CAP SUR LES JEUNES par Mélanie Charron 

Le Christ
      toujours jeune
 

Cap sur les jeunes01Cette chronique, je l’écris en imaginant que son public cible est hybride, composé de jeunes et de jeunes depuis plus longtemps. Je tente d’interpeller le lectorat qui regarde les jeunes ou qui marche avec eux, de même que les jeunes eux-mêmes. Je me dis que ce style n’est pas si mal puisque le pape François lui-même l’a utilisé dans la rédaction de son exhortation apostolique Christus vivit – Il vit, le Christ. Donnée à l’Église catholique, cette lettre s’adresse à une communauté de jeunes et de moins jeunes. 

François écrit à la 2e personne du singulier. Son exhortation nous fait entrer dans les Écritures, véritable plongeon dans la jeunesse qui s’y trouve. Toi qui lis ces lignes, relis les Évangiles! Replonge dans Marc, Luc et Jean, que tu aies 20 ou 77 ans! Les Évangiles sont le Christ vivant, Jésus toujours jeune. Ils nous font toucher à notre maître.

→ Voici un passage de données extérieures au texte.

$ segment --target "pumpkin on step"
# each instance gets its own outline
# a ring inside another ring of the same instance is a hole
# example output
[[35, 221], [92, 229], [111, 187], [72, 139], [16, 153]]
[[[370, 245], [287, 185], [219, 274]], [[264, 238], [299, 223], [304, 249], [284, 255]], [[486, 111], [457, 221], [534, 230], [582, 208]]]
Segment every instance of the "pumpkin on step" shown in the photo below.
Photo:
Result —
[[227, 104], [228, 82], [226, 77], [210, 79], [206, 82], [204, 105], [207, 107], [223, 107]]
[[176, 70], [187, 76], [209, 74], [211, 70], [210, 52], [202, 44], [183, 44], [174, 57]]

Une lecture méditative des Évangiles nous fait dialoguer de la jeunesse du Christ à la nôtre. 

Ne juge pas

François nous présente les jeunesses, accordant ce mot au pluriel. Il y a une diversité de jeunesses suivant les pays, les cultures, les engagements et la diversité des expressions de la foi. Alors que François nous invite à examiner la diversité des jeunesses qui nous entourent, je te dis, à toi qui lis cette réflexion : ne juge pas les jeunesses! Particulièrement celles qui osent cheminer près de l’Église et des communautés chrétiennes.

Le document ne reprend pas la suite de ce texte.